Cesar D. Fermin

Developmental Gradients in the Embryonic Chick's Basilar Papilla

The basilar papilla, the avian counterpart to Cortis organ, was examined cytologically in the embryonic chick (Gallus domesticus) from stages 31 through 46 (hatching). Developmental reconstructions were prepared by using light microscopy to analyse serial sections (1-5 microM) along the entire lagenar length and electron microscopy to examine representative thin sections from the proximal, medial and distal regions. We identified two gradients, the lateral and longitudinal. In the longitudinal gradient, the mid-basal basilar papilla, which lies directly above the statoacoustic ganglion, develops before the proximal and distal regions as evidenced by the maturation of hair cells and afferent synapses. Similarly, in the lateral gradient, tall hair cells and afferent synapses develop before short hair cells and their respective afferent terminals. Efferent synaptogenesis follows the same two gradients several days later than the afferents. Afferent synaptogenesis corresponds with the opening of the perilymphatic spaces and completion of the tectorial membrane.

Development of the embryonic chick's tectorial membrane

The nascent tectorial membrane (TM) is identifiable as early as stage 33 (7th day) as thin, wispy material. By stage 37 (11th day), the dense mesh of the immature TM and fibrous webs (subtectorial threads) that attach the TM to the basilar papilla are distinct but scanty. The TM condenses slightly in its upper face. The growth of the columnar cells and basilar papilla during the following days pulls the TM, lifting it upward, and resembling the cables on a suspension bridge in cross-section. As a result, a large hollow wedge forms.

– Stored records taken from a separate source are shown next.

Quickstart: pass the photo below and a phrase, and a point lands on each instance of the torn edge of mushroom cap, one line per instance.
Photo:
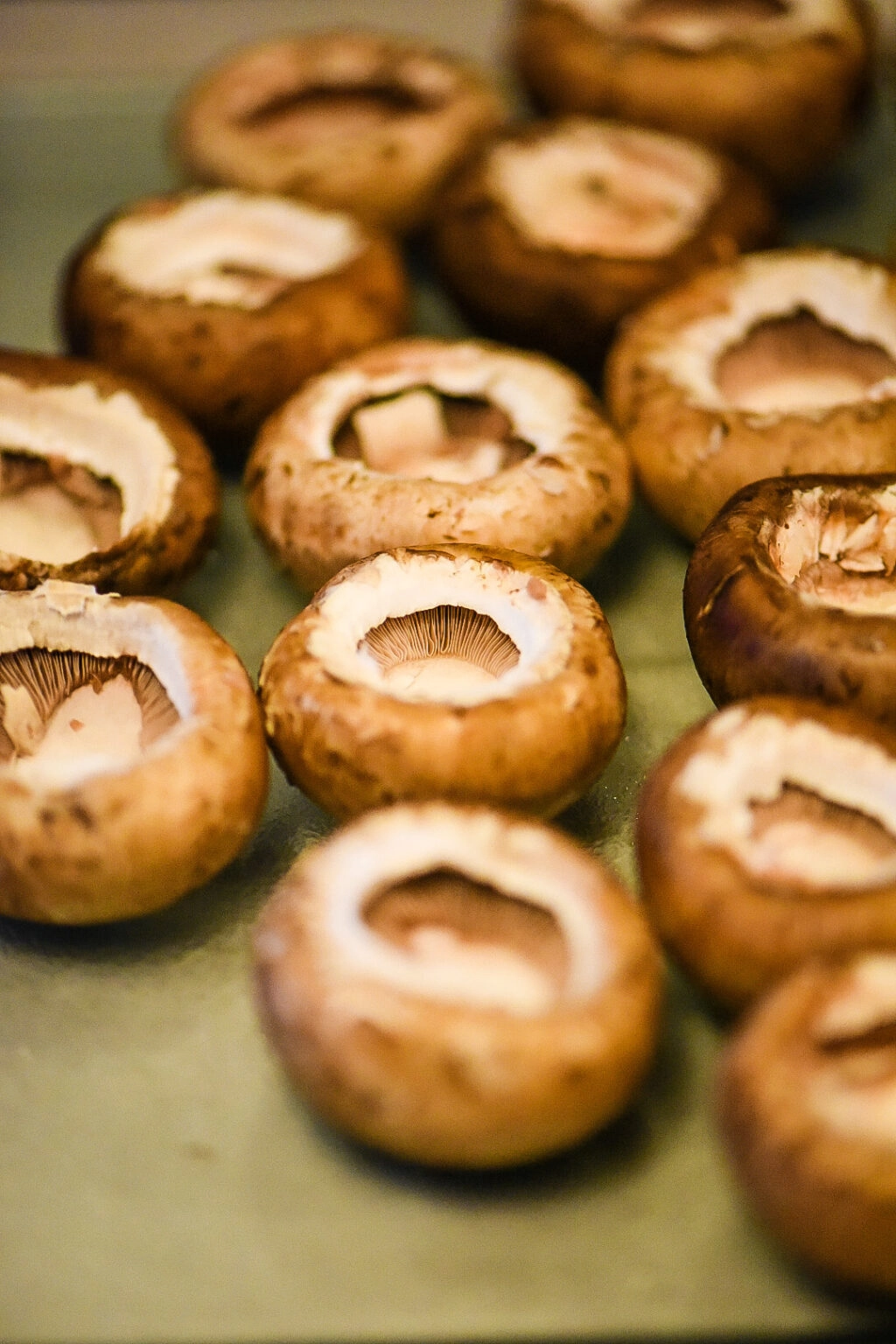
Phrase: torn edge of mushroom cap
(110, 436)
(544, 185)
(748, 756)
(391, 584)
(519, 859)
(844, 292)
(542, 399)
(705, 32)
(228, 248)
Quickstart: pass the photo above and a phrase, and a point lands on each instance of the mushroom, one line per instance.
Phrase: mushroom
(808, 1113)
(132, 756)
(792, 589)
(355, 122)
(458, 987)
(424, 441)
(766, 836)
(101, 481)
(557, 228)
(774, 82)
(461, 672)
(778, 365)
(226, 301)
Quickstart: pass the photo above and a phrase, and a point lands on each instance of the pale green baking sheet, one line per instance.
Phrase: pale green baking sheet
(158, 1179)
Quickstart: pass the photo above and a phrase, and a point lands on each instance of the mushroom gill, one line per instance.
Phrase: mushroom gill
(437, 649)
(424, 433)
(55, 511)
(62, 704)
(798, 361)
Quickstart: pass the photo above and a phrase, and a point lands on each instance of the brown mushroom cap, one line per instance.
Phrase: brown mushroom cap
(560, 228)
(780, 365)
(424, 441)
(767, 836)
(792, 591)
(458, 987)
(774, 84)
(806, 1101)
(355, 122)
(101, 481)
(228, 301)
(461, 672)
(132, 757)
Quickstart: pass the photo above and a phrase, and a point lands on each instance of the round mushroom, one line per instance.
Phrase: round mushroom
(228, 301)
(777, 84)
(456, 672)
(132, 756)
(355, 122)
(780, 363)
(766, 836)
(806, 1101)
(101, 481)
(792, 589)
(424, 441)
(458, 987)
(560, 228)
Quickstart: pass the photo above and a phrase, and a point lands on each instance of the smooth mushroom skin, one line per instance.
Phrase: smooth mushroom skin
(777, 85)
(83, 840)
(223, 361)
(566, 298)
(782, 363)
(766, 837)
(52, 409)
(805, 1102)
(790, 591)
(355, 122)
(438, 1035)
(352, 738)
(556, 481)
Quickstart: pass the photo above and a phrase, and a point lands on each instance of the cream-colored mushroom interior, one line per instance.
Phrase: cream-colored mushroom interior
(795, 802)
(798, 360)
(853, 1081)
(444, 915)
(605, 190)
(78, 712)
(837, 547)
(55, 511)
(424, 433)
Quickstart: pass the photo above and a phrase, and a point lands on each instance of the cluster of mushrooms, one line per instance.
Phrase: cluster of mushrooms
(448, 976)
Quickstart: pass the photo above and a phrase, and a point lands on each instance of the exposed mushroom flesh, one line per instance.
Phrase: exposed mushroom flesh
(853, 1081)
(78, 714)
(605, 190)
(788, 363)
(484, 934)
(424, 434)
(228, 248)
(54, 511)
(838, 549)
(795, 802)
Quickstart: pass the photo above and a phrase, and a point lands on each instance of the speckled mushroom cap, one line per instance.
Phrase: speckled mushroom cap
(793, 589)
(132, 757)
(560, 228)
(101, 481)
(226, 301)
(777, 365)
(356, 122)
(806, 1103)
(458, 987)
(767, 836)
(774, 84)
(422, 441)
(457, 672)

During stages 40-44 (14th-18th days), the columnar cells secrete large amounts of fibrous material, which fills the hollow wedge and condenses into the dense meshes. The honeycombed patterns appear at this time. The supporting cells secrete the fibrous webs. Their secretory activity closely corresponds to that of the columnar cells. The secretory material from both cell types remains attached to the apical ends of their respective cells after secretory activity ends. By hatching (stage 46-21 days), the columnar cells have filled with fibrous material and their cytoplasmic organelles are restricted to the apices. The cytoplasm of supporting cells is relatively clear, with few cytoplasmic remnants of their intense secretory activity earlier.

Development of the embryonic chick's statoacoustic ganglion.

During stage 25 (4 1/2 days of incubation), the embryonic chicks statoacoustic ganglion appeared as a homogeneous cell mass. By stage 29 (6 days)- perikarya could be distinguished from Schwann cells because the latter contained more endoplasmic reticulum and ribosome. Granular Schwann cells processes have formed loose boundaries around groups of neurites. During the next 7 days, the Schwann cells clutched the neurites more tightly and divided them into successively smaller bundles. By the 13th day (stage 39) the first compact myelin (2-6 layers) surrounded the larger dendrites, and by the 14th day (stage 40) compact myelin appeared regularly. Until the 17th day (stage 43), the perikaryal were covered by a few layers of loose myelin. Perikaryal compact myelin appeared a day later (stage 44); the larger perikaryl diameter (15-30x) probably accounts for the lag. At hatching (20-21 days), 12-18 myelin layers surrounded many dendrites, though the extent of myelination varied markedly among dendrites in adjacent bundles. By the 2nd week after hatching, large myelinated perikarya outnumbered the smaller and loosely myelinated ones. Perikaryonal myelination required the cooperation of several Schwann cells. The myelin regularly alternated from compact to loose around each perikaryon.

Ultracytochemical Study of Ouabain-sensitive, Potassium-dependent p-Nitrophenylphosphatase Activity in the Inner Ear of the Squirrel Monkey

The localization of ouabain-sensitive, K(+)-dependent p-nitrophenylphosphatase (K(+)-NPPase) activity of the Na(+),K(+)-ATPase complex was studied ultracytochemically in the squirrel monkey inner ear. In the stria vascularis the reaction products showing K(+)-NPPase activity were limited to the cytoplasmic side of the plasmalemmal infoldings of the marginal cells. In the spiral prominence, a weak reaction was also found on the cytoplasmic process of the stromal cell, while no or little reaction was detected on the spiral prominence epithelium. In the dark cells of vestibular labyrinth the reaction products were observed on the basolateral interdigitation of the plasmalemma. In contrast, no reaction was observed on the apical cell surface. K(+)-NPPase activity was most intense in the strial marginal cell, followed by the dark cell of the ampulla and the utricle. The present results revealed that the dark cells in the vestibular labyrinth are involved in endolymph homeostasis.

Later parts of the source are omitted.